However, others now assume that because this photographer faked his photos, that the Qana massacre is somehow also suspect. This too is repugnant. Jefferson Morley has an important blog entry at the Washington Post that addresses the evolving blogsphere attempts to deny Qana.
It is important to note that most of the innocents killed at Qana were of two large families, the Hashim family and the Shalhoub family. The bulk of the arguments by the Qana-deniers have been definitively refuted by the doggged and diligent reporting in the mainstream press, especially Anthony Shadid of the WaPo and Nicholas Blanford of the Daily Star.
Morley directly contacted one of the Qana deniers to ask him about his claims:
As for EU Referendum's claim that a Lebanese rescue worker seen in many photos from Qana was a "Hezbollah official," I e-mailed co-author of the site, Richard North, to ask for his evidence.
"All I have to go on is gut instinct," North replied.
I appreciate his candor.

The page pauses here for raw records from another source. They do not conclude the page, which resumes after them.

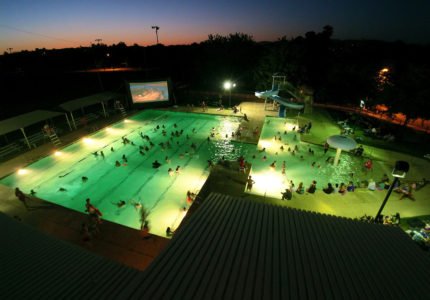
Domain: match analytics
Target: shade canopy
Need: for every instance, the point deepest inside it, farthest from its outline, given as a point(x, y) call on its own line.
point(76, 104)
point(342, 142)
point(25, 120)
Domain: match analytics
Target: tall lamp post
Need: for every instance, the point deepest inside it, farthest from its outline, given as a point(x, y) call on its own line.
point(228, 85)
point(399, 171)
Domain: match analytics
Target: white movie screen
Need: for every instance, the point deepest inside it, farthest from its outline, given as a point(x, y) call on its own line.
point(144, 92)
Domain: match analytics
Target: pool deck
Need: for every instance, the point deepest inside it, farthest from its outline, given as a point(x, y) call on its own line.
point(127, 246)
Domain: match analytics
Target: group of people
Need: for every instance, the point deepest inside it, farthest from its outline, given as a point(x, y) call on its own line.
point(339, 188)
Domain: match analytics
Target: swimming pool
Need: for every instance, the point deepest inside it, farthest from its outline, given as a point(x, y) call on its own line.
point(135, 181)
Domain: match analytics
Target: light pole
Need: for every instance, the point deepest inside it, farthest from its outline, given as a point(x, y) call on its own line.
point(228, 85)
point(156, 31)
point(399, 171)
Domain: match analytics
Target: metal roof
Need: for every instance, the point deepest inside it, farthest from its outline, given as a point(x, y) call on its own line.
point(89, 100)
point(27, 119)
point(36, 266)
point(232, 248)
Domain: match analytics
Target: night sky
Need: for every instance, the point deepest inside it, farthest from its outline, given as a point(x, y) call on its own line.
point(29, 24)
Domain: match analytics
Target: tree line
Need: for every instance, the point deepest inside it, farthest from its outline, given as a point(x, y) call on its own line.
point(338, 71)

It confirms that he has no evidence to support the central claim of his blog posts.
North says he is just trying to "raise questions," which is certainly a legitimate goal. My question is: What is it about the photos from Qana that made Israel's supporters prefer fantasy to fact?
emphasis mine, for the implications are subtle yet profound.
Those who deny Qana, and attempt to relegate it to a hoax, are as guilty of propaganda as Adnan Hajj. It is the right-wing equivalent of the 9-11 conspiracy theories, and deserves as much scorn for its moral emptiness.
UPDATE: Ace of Spades HQ has a handsome mea culpa and debunking post on Qana-denial up.